La sortie du Royaume-Uni de l'Union reportée au-delà des élections européennes.

"Qui frappe les buissons en fait sortir les serpents", dit l’adage chinois. Le report de la date du Brexit au 31 octobre et la possibilité de voir les Britanniques participer aux élections européennes ont provoqué une telle onde de choc au Royaume-Uni que l’on voit ressortir au grand jour les pires protagonistes du Brexit.

Le leader d’extrême droite Nigel Farage, le plus enragé d’entre les Brexiters, a annoncé vendredi la création de son parti pour les européennes. Lui qui, depuis toujours, rêve de couler l’Union européenne, compte en redevenir un des élus.

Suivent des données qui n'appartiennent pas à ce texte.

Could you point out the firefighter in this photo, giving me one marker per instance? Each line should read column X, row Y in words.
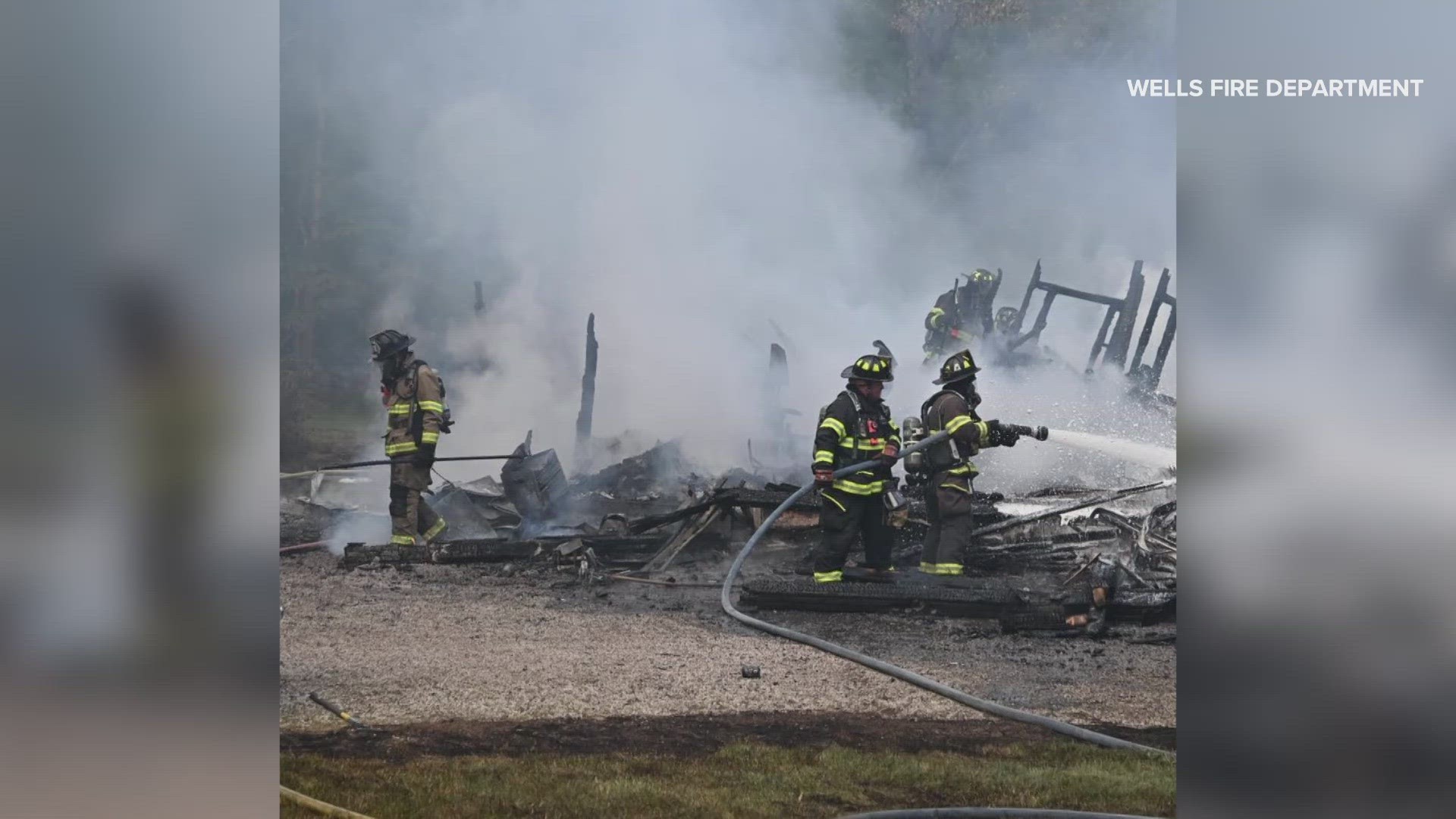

Comme les autres professionnels de l’europhobie, Marine Le Pen et consorts, Nigel Farage a vécu durant des années des (plantureux) deniers de l’Europe. L’échec du Brexit, en prolongeant le maintien de son pays dans l’UE, lui permet de rempiler. Ce qu’il s’empresse de faire avec cette joie mêlée de haine obséquieuse qui caractérise ses interventions dans l’hémicycle européen. Il promet d’inspirer "la peur de Dieu aux membres du Parlement de Westminster" qu’il accuse d’avoir "trahi" la décision britannique de quitter l’UE. Il emporte sur sa liste Annunziata Rees-Mogg, la sœur de Jacob Rees-Mogg, le leader des Brexiters au sein des conservateurs.

Trois ans après sa victoire, Nigel Farage, comme le Brexit, a quelque peu perdu de son lustre.

Mais sera-t-il aussi convaincant? Trois ans après sa victoire au référendum, Nigel Farage, comme le Brexit, a quelque peu perdu de son lustre. Il n’est pas sorti gagnant de l’aventure. Sa popularité et son parti indépendantiste, le Ukip, sont en perte de vitesse. Lors des sommets sur le Brexit, on le voit arpenter la salle de presse du Conseil européen à Bruxelles, à quémander quelques interviews pour tenter de redorer sa popularité déclinante. Il est étrange que l’Europe daigne abriter celui de ses enfants qui la honnit le plus.

Les Britanniques vont-ils, à nouveau, le suivre? Écouteront-ils de la même oreille les Boris Johnson et autres Brexiters les haranguer drapés de l’Union Jack?

Les élections du 23 mai pourraient avoir une valeur indicative de consultation sur le Brexit, sans pour autant en être une au sens juridique. Un test grandeur nature, prudent, dans un contexte où le Brexit paraît de plus en plus introuvable mais où la flamme des europhobes peut, à tout moment, se raviver.

Si ce test des élections européennes est concluant, il pourrait être suivi d’un nouveau référendum qui délierait celui du 23 juin 2016.

Quoi qu’il en soit, le carrousel du Brexit a assez duré. L’Union européenne est monopolisée depuis trop longtemps par cette affaire qui, certes, affermit son unité, mais relègue au second plan les indispensables avancées qu’impose notre société au projet européen. La finalisation de la zone euro, pour protéger notre monnaie, une Europe sociale, une plus grande démocratisation des institutions, une défense européenne. Et, pourquoi pas, une Europe fédérale.